In alter Zeit, als in Steiermark noch die Eremiten ihr still-beschauliches Leben führten, hauste in der von dichtestem Wald umgebenen „Klause am Kroisbach“ ihr Oberhaupt. Hier hielten die frommen Brüder auch zuweilen ihre Versammlungen ab, wenn sie einen neuen Oberen wählten. Zur Zeit der eigentlichen Gründung Maria Grüns gehört dieser Wald samt dem übrigen Grund dem Hans Fritz, Besitzer des Gasthofes „zum Hasen“ in Graz. Er hatte im Dienst des Malteser-Ordens gegen die Türken gekämpft und wurde später auf einer Reise durch Graz plötzlich von schwerer Krankheit befallen. Die Tochter der Wirtsleute des „Hasengasthofes“, wo er abgestiegen war, pflegte ihn sorgsam und als er genas, heiratete er sie. So übernahm er nach dem Tod der Schwiegereltern die Gastwirtschaft.

 

Da zu dem genannten Waldbruder „am Kroisbach“ auch gerne Mitglieder anderer Orden kamen, erbaute Fritz 1663 für diese Besucher dortselbst ein Eremitorium und nach Überwindung verschiedener Schwierigkeiten wurde auf seine Anregung die Erlaubnis erwirkt, daselbst auch die heilige Messe feiern zu dürfen, was aber nur den Kapuzinern gestattet war. Über neuerliches Ansuchen von Fritz gestattete 1664 der damalige Fürstbischof von Seckau an hohen Feiertagen auch anderen Priestern, das heilige Opfer darzubringen. Da die nunmehrige Gnadenstätte Maria Grün rasch beliebt war und viele Geschenke zugewendet erhielt, fasste Fritz den Plan, ein Kirchlein zu erbauen, was ihm nach verschiedenen Einwendungen bewilligt wurde. Doch sollte der Bau „etwas auf Eremiten-Art“ ausgeführt werden. Am 1. Juni 1668 machte man sich daran und am 10. Juli 1669 las der Kapuziner P. Ireneus im Kirchlein „bey vnsser Lieben Frauen in der Grien“ die erste heilige Messe.
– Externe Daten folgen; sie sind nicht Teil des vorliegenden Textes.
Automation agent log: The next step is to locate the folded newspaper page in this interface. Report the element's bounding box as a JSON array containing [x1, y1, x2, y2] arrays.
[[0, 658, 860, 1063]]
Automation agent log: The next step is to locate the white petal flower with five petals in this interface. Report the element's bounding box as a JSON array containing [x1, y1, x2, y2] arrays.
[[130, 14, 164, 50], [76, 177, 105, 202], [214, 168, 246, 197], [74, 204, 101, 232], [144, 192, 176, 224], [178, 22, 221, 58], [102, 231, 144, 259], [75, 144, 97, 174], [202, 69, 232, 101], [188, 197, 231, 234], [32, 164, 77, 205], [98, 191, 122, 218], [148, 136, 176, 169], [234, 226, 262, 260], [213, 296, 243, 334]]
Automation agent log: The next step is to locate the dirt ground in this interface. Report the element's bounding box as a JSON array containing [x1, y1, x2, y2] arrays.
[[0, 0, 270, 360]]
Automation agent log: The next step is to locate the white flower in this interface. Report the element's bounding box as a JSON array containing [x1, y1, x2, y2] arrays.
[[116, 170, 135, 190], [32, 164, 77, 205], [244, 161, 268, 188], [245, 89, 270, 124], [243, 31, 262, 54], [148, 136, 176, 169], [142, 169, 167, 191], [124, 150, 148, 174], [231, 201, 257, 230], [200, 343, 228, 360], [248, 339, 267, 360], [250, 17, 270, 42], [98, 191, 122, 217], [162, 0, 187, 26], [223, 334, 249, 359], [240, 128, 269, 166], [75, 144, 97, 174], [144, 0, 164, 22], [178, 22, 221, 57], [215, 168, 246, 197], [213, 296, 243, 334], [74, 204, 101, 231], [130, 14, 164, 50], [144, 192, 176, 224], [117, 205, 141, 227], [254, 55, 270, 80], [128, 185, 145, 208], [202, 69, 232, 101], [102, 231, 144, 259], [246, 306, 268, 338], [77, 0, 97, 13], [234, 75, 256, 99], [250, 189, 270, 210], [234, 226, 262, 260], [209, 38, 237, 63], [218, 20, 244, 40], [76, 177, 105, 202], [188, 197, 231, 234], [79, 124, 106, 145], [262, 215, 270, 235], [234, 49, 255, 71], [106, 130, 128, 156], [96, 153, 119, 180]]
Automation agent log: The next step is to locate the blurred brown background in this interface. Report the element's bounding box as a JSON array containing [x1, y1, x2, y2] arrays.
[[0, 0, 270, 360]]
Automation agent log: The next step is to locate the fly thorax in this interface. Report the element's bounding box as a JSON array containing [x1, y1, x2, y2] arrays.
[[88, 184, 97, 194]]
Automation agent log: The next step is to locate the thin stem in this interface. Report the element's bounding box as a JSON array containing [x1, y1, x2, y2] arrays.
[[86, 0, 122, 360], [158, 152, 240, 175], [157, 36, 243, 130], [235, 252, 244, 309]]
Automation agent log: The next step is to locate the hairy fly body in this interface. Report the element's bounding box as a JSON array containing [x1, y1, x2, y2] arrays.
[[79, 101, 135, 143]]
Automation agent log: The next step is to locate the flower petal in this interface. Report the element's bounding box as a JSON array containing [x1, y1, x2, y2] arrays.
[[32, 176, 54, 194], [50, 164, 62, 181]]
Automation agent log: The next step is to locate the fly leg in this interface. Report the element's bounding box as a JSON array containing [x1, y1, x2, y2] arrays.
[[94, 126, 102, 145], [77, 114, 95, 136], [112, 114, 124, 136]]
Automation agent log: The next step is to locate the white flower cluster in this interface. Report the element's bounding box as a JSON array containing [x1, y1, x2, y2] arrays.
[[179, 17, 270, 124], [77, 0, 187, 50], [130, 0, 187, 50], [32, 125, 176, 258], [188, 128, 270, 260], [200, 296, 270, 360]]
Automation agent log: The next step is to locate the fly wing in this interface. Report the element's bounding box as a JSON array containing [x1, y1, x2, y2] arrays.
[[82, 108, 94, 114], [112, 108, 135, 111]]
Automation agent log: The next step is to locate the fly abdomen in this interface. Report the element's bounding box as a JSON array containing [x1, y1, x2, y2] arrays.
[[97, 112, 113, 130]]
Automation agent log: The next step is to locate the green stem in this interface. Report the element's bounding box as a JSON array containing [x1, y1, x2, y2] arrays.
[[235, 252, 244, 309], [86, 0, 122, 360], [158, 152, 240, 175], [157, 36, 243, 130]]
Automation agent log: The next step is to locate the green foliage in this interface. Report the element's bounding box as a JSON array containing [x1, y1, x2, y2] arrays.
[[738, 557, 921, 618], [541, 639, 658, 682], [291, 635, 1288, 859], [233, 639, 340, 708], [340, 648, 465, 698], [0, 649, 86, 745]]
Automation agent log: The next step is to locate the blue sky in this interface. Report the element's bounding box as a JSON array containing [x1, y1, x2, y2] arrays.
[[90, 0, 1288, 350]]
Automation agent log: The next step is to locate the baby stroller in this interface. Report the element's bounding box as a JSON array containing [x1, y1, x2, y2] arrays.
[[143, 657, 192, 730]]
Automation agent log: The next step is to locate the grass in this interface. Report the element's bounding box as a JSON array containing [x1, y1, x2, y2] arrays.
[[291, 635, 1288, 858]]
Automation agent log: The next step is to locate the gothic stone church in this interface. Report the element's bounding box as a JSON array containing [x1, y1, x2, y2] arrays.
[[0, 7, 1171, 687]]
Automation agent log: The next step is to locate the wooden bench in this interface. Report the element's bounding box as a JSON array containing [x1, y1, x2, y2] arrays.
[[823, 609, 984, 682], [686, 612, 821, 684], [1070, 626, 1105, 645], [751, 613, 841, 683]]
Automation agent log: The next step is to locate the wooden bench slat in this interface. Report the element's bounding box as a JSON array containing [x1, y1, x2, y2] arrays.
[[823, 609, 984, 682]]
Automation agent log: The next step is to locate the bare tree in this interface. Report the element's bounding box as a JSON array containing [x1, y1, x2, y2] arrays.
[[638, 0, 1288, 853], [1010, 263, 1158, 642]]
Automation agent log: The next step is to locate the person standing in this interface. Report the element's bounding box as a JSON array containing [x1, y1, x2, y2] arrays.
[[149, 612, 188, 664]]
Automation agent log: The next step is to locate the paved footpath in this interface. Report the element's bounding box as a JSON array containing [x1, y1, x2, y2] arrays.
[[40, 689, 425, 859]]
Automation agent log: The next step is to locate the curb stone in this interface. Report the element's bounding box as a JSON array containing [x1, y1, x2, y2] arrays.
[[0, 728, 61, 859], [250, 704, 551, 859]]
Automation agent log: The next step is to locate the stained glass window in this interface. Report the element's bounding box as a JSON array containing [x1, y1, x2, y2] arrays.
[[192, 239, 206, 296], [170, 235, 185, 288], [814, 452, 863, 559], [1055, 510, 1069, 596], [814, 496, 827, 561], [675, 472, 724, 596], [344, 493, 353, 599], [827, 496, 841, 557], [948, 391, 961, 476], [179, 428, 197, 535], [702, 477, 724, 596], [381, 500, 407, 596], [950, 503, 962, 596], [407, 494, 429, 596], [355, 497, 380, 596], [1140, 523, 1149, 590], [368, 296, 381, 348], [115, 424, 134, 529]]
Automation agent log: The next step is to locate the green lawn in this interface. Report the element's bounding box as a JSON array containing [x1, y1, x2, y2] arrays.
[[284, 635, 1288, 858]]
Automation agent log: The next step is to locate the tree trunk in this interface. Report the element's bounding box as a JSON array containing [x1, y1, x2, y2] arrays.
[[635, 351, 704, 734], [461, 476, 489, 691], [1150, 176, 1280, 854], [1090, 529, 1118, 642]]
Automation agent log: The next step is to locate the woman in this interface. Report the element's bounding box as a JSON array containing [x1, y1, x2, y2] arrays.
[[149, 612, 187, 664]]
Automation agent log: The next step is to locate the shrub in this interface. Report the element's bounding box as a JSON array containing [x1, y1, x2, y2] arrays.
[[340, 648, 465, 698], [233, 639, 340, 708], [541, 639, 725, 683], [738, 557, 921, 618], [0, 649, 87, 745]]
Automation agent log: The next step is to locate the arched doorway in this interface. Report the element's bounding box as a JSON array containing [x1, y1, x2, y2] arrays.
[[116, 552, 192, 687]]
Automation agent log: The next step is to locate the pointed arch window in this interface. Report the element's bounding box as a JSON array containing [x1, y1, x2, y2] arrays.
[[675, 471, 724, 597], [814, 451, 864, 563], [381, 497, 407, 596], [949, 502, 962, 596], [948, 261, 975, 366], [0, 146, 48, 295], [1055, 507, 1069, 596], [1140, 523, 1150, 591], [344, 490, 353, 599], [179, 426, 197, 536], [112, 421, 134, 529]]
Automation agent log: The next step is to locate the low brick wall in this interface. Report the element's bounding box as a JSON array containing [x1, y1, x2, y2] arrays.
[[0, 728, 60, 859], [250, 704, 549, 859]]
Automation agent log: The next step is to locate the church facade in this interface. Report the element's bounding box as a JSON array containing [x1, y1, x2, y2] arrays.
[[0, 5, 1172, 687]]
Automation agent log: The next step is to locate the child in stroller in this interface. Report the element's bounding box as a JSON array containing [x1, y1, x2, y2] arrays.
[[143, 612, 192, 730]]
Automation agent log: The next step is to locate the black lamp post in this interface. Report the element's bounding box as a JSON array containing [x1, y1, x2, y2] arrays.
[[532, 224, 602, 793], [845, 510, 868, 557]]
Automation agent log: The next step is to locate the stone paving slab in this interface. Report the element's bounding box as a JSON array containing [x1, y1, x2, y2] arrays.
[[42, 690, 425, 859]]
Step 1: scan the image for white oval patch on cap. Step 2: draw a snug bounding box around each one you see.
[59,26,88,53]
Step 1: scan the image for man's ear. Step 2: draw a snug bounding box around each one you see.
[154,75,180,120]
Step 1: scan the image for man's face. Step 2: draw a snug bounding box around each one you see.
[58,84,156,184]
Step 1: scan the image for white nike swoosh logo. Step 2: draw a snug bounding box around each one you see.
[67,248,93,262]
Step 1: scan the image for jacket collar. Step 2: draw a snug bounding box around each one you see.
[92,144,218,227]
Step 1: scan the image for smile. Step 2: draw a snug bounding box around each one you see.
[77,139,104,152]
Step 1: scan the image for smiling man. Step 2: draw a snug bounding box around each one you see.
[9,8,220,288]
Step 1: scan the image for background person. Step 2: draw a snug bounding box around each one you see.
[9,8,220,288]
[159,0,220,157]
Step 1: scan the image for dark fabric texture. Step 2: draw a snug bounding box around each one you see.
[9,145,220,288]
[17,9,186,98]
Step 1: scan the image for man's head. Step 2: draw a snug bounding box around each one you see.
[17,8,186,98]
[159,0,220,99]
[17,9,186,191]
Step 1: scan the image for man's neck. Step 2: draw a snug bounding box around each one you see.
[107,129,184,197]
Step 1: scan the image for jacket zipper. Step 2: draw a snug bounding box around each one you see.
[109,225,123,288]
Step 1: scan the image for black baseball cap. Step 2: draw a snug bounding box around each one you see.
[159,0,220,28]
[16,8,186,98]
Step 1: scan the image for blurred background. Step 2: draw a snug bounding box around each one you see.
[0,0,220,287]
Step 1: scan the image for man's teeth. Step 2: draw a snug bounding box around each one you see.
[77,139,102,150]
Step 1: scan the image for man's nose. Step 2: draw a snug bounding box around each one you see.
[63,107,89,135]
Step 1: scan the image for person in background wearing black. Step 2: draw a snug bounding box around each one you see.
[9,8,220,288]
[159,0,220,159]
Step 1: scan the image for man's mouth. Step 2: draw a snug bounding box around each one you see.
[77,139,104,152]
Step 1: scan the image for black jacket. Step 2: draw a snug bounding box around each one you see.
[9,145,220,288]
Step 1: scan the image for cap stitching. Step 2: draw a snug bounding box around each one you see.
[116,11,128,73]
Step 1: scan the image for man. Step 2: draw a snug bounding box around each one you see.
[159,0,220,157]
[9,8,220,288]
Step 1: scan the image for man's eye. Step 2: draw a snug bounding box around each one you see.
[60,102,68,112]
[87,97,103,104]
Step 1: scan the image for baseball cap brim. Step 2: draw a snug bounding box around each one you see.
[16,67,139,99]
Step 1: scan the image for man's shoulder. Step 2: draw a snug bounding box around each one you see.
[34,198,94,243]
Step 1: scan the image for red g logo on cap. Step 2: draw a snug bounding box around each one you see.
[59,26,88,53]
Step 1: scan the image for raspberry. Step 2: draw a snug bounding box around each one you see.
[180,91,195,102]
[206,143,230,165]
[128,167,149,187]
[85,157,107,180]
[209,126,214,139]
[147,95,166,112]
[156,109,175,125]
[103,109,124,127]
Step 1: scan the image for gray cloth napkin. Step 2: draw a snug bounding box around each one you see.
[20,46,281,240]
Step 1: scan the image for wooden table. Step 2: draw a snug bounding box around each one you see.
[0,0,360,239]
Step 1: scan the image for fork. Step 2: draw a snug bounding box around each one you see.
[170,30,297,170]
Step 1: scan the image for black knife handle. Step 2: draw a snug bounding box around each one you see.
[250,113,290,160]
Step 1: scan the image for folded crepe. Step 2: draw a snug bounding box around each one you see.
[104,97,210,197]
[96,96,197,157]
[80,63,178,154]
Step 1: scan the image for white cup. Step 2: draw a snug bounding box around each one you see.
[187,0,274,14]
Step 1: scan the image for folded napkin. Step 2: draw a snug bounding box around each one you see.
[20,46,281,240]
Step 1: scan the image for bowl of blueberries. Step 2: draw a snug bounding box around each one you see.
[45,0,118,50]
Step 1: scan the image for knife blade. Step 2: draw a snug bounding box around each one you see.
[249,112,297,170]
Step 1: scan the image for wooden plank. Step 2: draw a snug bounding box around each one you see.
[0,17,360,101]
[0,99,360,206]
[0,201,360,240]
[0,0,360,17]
Vom Jahr 1670 an war es allen Ordens- und Weltpriestern gestattet, darin die heilige Messe lesen zu dürfen. Die hier angeführten Aufzeichnungen entsprechen den geschichtlichen Tatsachen. Es schlingt sich aber noch eine romantische Legende um die Gründung Maria Grüns.

 

Nach 15jähriger Ehe starb die Frau des Hans Fritz, die ihm zwei Söhne hinterließ, von denen einer später bei der päpstlichen Leibgarde in Rom diente. Fritz vermählte sich zum zweiten Mal mit Rosine Seidl. Bei der Geburt ihres ersten Kindes schwebte sie durch drei Tage zwischen Leben und Tod. Da gelobte Fritz, der Mutter Gottes zu Ehren eine Kirche erbauen zu wollen, wenn seine geliebte Gattin samt dem zu erwartenden Kind am Leben bliebe. Und zwar sollte die Kirche dort erstehen, wo das Kind den ersten Stein werde fallen lassen, wenn es fähig sein werde, einen solchen aufheben und werfen zu können. – Es kam glücklich ein Junge zu Welt und die Eltern erneuerten das Gelübde. Als die Familie einmal im Wald der Gegend des jetzigen Maria Grün spazieren ging, hob der kleine Junge am Bach ein Steinlein auf, trug es noch einige Zeit weiter und ließ es dann plötzlich fallen. Die frommen Eltern sahen es als ein Zeichen des Himmels an und ließen an derselben Stelle, wo der Stein zu Boden fiel, ein Kirchlein erbauen. Das Gemälde der Rosine Fritz ist noch gegenwärtig im Maria Grüner-Kirchlein zu sehen und beide Gatten liegen in der Franziskaner-Kirche in Graz begraben.

 

Der größte Wohltäter nach Hans Fritz war Stanislaus Steingruber, Pfarrer in Frauenberg (Obersteier), dem Maria Grün 1758 die Errichtung eines eigenen Benefiziums zu verdanken hatte. Seit 1824 zur Stations-Kaplanei für die nächste Umgebung erhoben, erstanden dem Kirchlein noch viele Wohltäter, von denen als die bedeutendsten Alois Freiherr von Königsbrunn und Gemahlin zu nennen sind.

 

Die große Beliebtheit, die sich Maria Grün bei den Stadt- und Landleuten erworben hatte, der fromme Eifer, mit dem die Gläubigen in großer Anzahl herbeiströmten, machten die Verlängerung des Kirchenschiffes nötig, die im Jahr 1853 ausgeführt wurde. 1811 errichtete man in der alten Einsiedelei, die seit der josefinischen Zeit aufgelassen war, eine Schule. Da die Schule in der Folge den Anforderungen nicht mehr entsprach, wurde 1877 daneben ein neues Schulgebäude aufgeführt.

 

Unter den vielen Freunden von Maria Grün sei einer geistvollen und berühmten Persönlichkeit gedacht, bei deren Erinnerung sich über den schönen romantischen Ort ein Hauch tiefer Schwermut breitet. Es ist dies Ludwig Bonaparte, der Bruder Kaiser Napoleons III. Er hatte als König von Holland 1810 auf die holländische Königskrone freiwillig verzichtet, zog nach Graz und lebte einige Jahre daselbst unter dem Namen eines Grafen von Saint-Leu, sich mit literarischen und poetischen Arbeiten beschäftigend, und die Wissenschaften befördernd.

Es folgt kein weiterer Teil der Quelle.